On deleting code

29 November 2016

This blog post is my journey on creating, debugging and deleting a unit test.

A frequent choice every programmer faces is whether a piece of code belongs in a program. I was working on a hobby project recently where I faced this choice. I had written a number of unit tests and after some reflection deleted one of the test to improve my code quality. At first read this sounds counter-intuitive. Don’t unit tests improve code quality? Generally, yes they do. But good unit tests need to be repeatable, maintainable and quick to run.

In my case I had created a Trie and some unit tests to validate it. In my test code I created a small Trie which contained 11 entries. However, I wanted to test against a larger set. So, I decided to use the dictionary file in /usr/share/dict/words.

I created the following unit test:

def test_dictionary(self):
    t = trie.Trie()
    count = 0
    with open('/usr/share/dict/words') as f:
        for line in f:
            t.insert(line)
            count += 1
    assert(len(t.get_all_words())) == count

This test failed. The len(t.get_all_words()) value was 234,371 but the value of count was 235,886.

I assumed something must be wrong with my code. So, I compared the words returned by t.get_all_words() against the words in the file. I added some print statements to my test code and expected to see 1515 words. However, there was no output. This surprised me!

Maybe my code was correct after all. I decided to look at the file to see if there were empty lines or duplicate entries. Time to use some command line tools! I used the following commands to get a count of the unique words in the file:

$ sort -f -b -u /usr/share/dict/words > file
$ wc -l file
$ 234371

Oh! The numbers matched, meaning there must be duplicate entries. Taking a quick look at the file I saw the first two entries were ‘a’ and ‘A’. In my Trie I convert everything to lower case, so they would be the same entry.
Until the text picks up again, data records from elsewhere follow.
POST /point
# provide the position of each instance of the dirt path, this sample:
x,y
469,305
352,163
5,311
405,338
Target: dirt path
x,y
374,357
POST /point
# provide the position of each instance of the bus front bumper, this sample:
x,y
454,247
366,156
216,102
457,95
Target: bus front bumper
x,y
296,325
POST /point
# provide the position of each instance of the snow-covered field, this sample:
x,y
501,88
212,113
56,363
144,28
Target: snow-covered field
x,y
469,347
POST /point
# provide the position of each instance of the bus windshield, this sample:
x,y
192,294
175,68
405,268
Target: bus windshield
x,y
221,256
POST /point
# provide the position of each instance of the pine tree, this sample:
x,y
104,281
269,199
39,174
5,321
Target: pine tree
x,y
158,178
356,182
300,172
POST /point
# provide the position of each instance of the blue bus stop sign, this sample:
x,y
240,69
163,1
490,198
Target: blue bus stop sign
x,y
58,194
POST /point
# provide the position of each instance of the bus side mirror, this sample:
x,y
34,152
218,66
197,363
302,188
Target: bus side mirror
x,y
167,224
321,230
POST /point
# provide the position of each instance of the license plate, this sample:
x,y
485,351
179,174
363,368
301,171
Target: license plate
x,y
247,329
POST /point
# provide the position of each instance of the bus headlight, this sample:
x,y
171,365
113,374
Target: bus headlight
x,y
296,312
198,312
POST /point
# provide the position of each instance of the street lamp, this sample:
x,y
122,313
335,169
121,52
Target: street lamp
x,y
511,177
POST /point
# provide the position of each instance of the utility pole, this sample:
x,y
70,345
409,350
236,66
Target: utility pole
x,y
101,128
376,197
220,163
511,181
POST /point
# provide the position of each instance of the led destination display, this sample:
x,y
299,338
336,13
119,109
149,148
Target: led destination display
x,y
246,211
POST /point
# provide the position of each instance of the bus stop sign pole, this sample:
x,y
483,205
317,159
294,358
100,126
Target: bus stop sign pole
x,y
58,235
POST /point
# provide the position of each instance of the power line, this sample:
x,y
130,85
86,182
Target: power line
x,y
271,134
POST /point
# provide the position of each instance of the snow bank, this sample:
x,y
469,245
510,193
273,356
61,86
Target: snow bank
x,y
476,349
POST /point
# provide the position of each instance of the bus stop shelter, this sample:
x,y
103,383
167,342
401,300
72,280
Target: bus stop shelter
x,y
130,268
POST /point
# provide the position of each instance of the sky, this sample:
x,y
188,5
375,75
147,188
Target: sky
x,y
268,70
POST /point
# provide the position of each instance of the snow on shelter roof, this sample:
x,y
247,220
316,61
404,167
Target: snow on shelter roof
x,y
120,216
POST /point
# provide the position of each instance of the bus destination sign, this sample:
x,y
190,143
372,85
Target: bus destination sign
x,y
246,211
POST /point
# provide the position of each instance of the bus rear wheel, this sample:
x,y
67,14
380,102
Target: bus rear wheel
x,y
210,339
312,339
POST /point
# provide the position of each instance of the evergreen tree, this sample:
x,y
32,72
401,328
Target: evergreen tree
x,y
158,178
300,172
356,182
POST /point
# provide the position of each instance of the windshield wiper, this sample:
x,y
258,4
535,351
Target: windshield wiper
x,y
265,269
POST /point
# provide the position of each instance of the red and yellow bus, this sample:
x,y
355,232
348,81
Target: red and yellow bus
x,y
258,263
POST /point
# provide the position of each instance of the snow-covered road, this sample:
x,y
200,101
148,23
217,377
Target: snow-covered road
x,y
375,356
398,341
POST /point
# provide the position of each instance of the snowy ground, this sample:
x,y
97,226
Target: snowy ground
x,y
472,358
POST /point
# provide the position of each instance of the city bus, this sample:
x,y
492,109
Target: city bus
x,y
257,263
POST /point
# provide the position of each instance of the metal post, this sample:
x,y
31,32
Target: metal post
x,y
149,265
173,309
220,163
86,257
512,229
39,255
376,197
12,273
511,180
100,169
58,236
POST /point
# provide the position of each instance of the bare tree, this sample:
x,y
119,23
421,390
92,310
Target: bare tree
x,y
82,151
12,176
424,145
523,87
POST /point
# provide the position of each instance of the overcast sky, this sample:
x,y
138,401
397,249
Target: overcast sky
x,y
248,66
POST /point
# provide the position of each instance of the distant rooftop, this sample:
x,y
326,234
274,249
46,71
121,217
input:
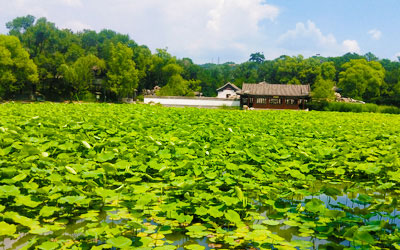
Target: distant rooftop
x,y
268,89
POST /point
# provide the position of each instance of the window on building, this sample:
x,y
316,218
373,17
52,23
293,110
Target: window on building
x,y
261,101
291,101
275,101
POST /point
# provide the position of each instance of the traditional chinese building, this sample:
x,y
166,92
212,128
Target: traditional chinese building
x,y
274,96
228,91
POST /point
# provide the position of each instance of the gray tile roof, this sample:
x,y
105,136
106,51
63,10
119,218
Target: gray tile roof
x,y
236,88
267,89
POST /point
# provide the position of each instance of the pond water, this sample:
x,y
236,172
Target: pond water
x,y
352,203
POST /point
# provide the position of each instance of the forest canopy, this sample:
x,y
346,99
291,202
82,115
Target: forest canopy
x,y
36,57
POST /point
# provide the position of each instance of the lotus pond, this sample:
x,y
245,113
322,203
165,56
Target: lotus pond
x,y
103,176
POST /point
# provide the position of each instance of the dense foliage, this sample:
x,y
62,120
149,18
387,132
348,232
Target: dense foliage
x,y
124,66
96,176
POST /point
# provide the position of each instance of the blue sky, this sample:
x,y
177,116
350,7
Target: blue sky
x,y
231,30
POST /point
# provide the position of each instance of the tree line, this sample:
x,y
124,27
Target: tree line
x,y
36,57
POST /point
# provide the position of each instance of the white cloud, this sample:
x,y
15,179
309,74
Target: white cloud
x,y
375,34
196,28
309,40
74,3
351,46
76,25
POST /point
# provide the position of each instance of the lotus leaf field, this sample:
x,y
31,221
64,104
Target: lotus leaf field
x,y
109,176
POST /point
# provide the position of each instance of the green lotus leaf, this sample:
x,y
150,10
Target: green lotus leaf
x,y
7,190
26,201
120,242
48,245
271,222
315,206
105,156
364,236
7,229
47,211
195,247
233,216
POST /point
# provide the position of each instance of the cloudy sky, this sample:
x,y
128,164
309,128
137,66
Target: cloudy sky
x,y
231,30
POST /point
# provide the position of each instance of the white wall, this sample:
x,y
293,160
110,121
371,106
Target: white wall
x,y
194,102
222,94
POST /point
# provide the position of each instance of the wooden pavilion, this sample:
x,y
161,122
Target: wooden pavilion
x,y
274,96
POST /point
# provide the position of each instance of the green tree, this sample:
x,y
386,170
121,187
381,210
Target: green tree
x,y
257,57
361,79
20,24
122,76
17,70
81,74
323,88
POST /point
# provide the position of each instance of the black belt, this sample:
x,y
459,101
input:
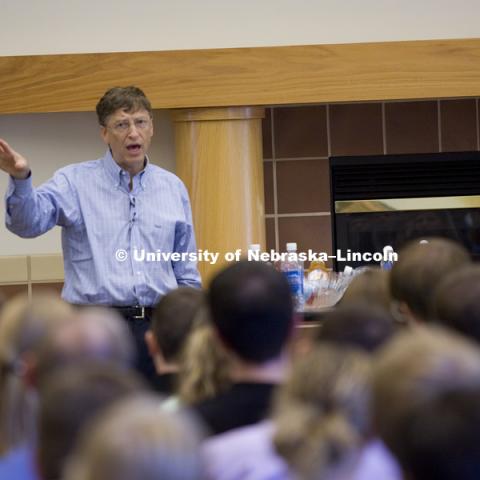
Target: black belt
x,y
134,311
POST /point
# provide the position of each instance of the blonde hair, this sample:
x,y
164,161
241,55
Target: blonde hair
x,y
24,324
135,439
204,366
321,414
413,369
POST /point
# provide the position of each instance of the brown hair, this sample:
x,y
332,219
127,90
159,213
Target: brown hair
x,y
322,411
419,269
129,99
173,319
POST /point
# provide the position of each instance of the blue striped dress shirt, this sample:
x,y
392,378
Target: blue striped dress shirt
x,y
100,216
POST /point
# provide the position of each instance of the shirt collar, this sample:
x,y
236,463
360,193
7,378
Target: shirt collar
x,y
116,173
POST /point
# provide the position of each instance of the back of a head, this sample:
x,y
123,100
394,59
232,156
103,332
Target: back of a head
x,y
442,438
205,367
322,414
456,302
414,368
419,269
138,440
371,286
173,320
93,334
24,325
71,398
357,325
252,310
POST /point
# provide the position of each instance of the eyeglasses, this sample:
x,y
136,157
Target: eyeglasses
x,y
124,126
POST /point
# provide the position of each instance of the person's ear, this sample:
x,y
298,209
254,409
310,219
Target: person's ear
x,y
152,344
104,134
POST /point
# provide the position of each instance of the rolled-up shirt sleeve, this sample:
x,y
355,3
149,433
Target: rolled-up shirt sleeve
x,y
186,272
31,212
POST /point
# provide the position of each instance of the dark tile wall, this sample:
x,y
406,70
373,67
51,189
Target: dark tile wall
x,y
297,141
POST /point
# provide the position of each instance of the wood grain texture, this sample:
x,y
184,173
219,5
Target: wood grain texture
x,y
219,157
246,76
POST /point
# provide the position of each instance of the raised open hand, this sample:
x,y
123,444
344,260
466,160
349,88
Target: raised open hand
x,y
12,162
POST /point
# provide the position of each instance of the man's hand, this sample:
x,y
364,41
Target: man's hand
x,y
12,162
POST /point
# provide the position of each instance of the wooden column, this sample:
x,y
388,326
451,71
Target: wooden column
x,y
219,157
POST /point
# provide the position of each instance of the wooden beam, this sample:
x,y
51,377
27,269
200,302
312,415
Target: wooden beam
x,y
246,76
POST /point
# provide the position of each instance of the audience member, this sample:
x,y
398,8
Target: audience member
x,y
357,325
172,321
321,427
441,440
456,302
252,313
24,324
137,440
371,286
414,369
418,271
205,368
69,399
95,333
322,416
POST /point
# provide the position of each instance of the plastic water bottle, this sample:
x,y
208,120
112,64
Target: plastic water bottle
x,y
387,263
292,268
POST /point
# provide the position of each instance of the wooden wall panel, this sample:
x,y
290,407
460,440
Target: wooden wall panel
x,y
246,76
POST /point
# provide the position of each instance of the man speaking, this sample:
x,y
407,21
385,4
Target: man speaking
x,y
108,208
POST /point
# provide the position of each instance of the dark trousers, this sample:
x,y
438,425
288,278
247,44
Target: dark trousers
x,y
143,361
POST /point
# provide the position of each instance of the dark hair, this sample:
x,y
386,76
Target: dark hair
x,y
441,438
129,99
173,319
252,310
69,400
456,302
362,326
419,269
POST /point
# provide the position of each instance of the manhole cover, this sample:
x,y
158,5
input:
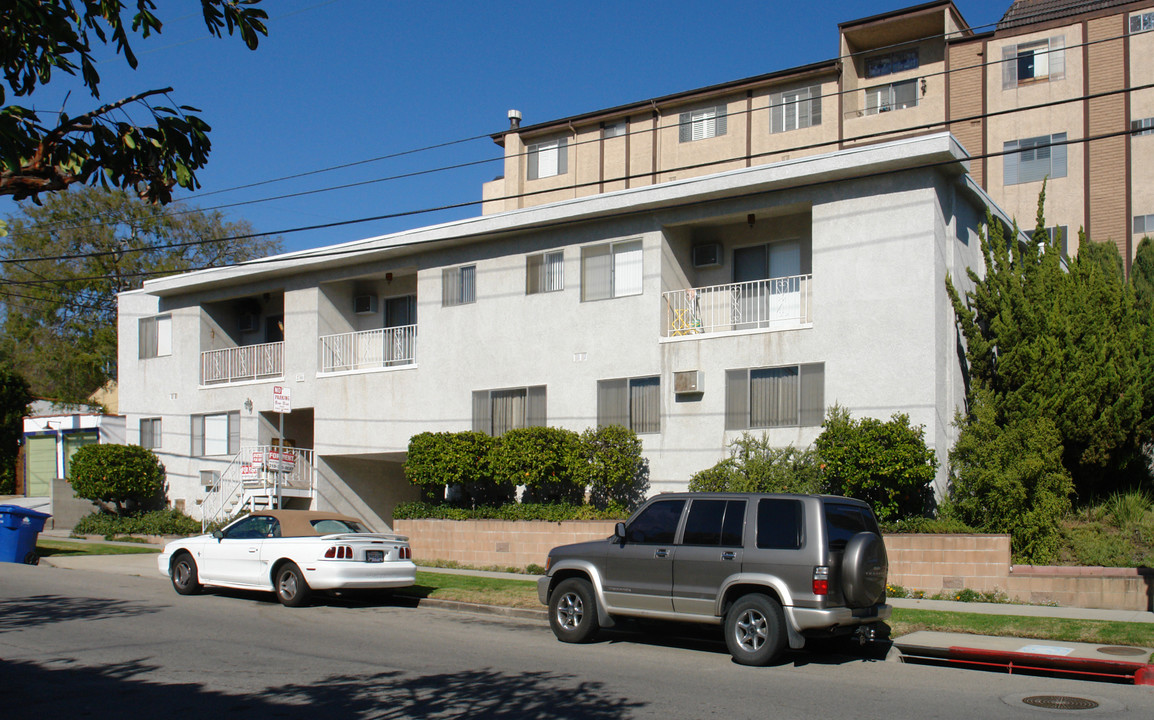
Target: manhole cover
x,y
1119,650
1059,702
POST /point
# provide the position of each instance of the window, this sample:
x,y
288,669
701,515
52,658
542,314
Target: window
x,y
497,411
1141,23
150,433
1144,224
1036,158
155,336
779,524
891,62
217,434
657,524
634,403
702,124
795,109
612,270
458,285
545,272
1033,62
714,523
548,158
788,396
894,96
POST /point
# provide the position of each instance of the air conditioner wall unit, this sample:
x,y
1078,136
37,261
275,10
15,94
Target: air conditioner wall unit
x,y
688,382
707,255
365,305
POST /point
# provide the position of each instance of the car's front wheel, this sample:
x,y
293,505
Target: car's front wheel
x,y
755,629
292,590
572,612
185,579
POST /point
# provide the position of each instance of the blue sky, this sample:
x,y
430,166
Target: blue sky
x,y
346,81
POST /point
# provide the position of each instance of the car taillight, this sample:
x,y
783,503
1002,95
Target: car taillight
x,y
821,580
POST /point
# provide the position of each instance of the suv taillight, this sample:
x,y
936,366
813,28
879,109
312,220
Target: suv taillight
x,y
822,580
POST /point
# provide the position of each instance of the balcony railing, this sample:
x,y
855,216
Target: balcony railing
x,y
777,304
240,364
368,349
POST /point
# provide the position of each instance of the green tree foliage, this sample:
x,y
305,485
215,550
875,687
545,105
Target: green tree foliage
x,y
617,474
884,463
755,466
128,477
1009,478
14,399
62,270
49,151
1069,346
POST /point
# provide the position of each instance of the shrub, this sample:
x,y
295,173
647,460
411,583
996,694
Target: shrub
x,y
884,463
755,466
128,477
617,473
548,462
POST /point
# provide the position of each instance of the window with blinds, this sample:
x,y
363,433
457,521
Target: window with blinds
x,y
545,272
611,270
786,396
458,285
496,412
634,403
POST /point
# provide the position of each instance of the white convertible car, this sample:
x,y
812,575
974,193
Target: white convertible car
x,y
290,553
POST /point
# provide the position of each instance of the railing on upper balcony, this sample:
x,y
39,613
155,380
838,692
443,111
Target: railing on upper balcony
x,y
245,362
368,349
777,304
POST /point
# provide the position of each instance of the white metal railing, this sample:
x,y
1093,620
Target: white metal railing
x,y
245,362
368,349
259,474
776,304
I added a unit test to cover the duplicates case and another to cover leading/trailing spaces.

After adding the new test cases I decided to remove the unit test which used the /usr/share/dict/words file. Why? Because:

I would need to hardcode the value 234,371 into the test.
The location of the /usr/share/dict/words file is hardcoded. This test would fail on a Window’s machine because that file does not exist. In my case this is not a problem because I’m the only one that will use this program. But this would be a bad pattern if I were working with other people.
The unit test takes a few seconds to run. It is a bit annoying waiting for it to run, even if it is only for a few seconds.
The new unit tests cover the cases uncovered by the /usr/share/dict/words file test.

I was a little attached to the test because it led me down a path that improved my test case scenarios. It was also nice to see my Trie work with 234,371 entries. However, it did not meet the requirements for a good unit test. It did not run quickly and it was not repeatable across platforms.

But I think this raises the question: is there a case for testing the Trie with a large data set? Yes, I think so, but not at the unit test level. If this was a real project then I think this could be covered in a volume or verification testing phase.

I won’t claim my code is elegant, but it is better without that test.